Conway Fire Department received the top insurance rating from Insurance Service Office (ISO) which placed it in the top 1 percent of fire departments in the U.S.

"It's a testament to the dedication and professionalism of the Conway Fire Department," Mayor Bart Castleberry, who previously served as fire chief for 33 years, told the Log Cabin Democrat. "I always knew the department would accomplish great things under [Chief Mike] Winter’s leadership.”

Chief Winter, in a statement, said Conway Corporation played a large role in helping the CFD earn the rating with its water distribution system along with its maintenance of city fire hydrants.

"When we needed something, they got it done," Winter said.
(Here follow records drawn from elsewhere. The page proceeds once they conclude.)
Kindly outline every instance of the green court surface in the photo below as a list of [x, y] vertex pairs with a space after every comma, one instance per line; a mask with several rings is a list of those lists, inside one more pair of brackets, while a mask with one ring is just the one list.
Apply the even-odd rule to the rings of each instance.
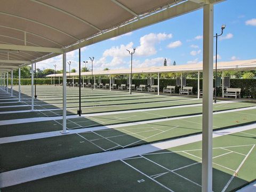
[[[214, 191], [233, 191], [255, 179], [255, 137], [254, 129], [213, 139]], [[201, 157], [202, 142], [196, 142], [2, 190], [201, 191]]]
[[[235, 127], [255, 122], [255, 110], [241, 111], [243, 114], [242, 115], [236, 113], [225, 114], [228, 119], [225, 122], [219, 121], [223, 114], [214, 115], [214, 129]], [[2, 169], [6, 171], [89, 154], [134, 147], [199, 133], [202, 132], [201, 122], [201, 117], [190, 117], [1, 144], [0, 156], [4, 156], [4, 158], [0, 161]], [[20, 159], [23, 161], [20, 161]]]

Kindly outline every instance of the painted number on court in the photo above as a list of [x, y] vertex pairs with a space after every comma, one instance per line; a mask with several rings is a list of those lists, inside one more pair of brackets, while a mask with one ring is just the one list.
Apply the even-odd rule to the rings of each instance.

Conway Corp Chief Marketing Officer Crystal Kemp said: "Conway Corp is proud to provide water services to the city of Conway. We have more than 390 miles of piping in the distribution system with approximately 6,100 valves, more than 2,600 hydrants and 25,000 meters. We realize that our customers and our community rely on us to plan for future water needs and to provide an excellent water product and we are excited to see the city and our customers benefit from this ISO rating."

Winter praised his department and city leaders as well.

“For us it’s about pride in the work we do," Winter said. "Over the years, it’s been helpful to have the full support of the administration and from the people of Conway. The men and women of the Conway Fire Department strive every day to exceed our own expectations. Maintaining our status as a Class 1 fire department will be a goal of ours moving forward.”

Castleberry said the achievement would help the city's economic development as well.

“Another plus to it, from an economic development standpoint, it's very attractive to industries and businesses that want to locate in Conway.“

The Class 1 rating was effective as of Friday.

The ISO rate is determined by assigning a score of 1 to 10, with 1 being the best score, in three categories — water availability, emergency communications and response time/distance to a fire department. The scores are added together and divided by 3 to get the department's rating.

Winter said he encourages residents to check with their insurance agents to ensure they're aware of the change and see if it lowers their premiums.

The Log Cabin Democrat consulted with Shelter Insurance Agent John Tate, who has been in the insurance industry for 47 years. He said a decrease in premiums wasn't likely because years ago, the state put the 10 Class ratings into five groups — Class 1 and 2; Class 3 and 4; Class 5 and 6; Class 7 and 8; and Class 9 and 10.

"It's probably not going to change anything for most people," Tate said, adding that agents have no control over ISO ratings. "Insurance companies have no control over the rating. The ISO (Insurance Services Office) sets the rating."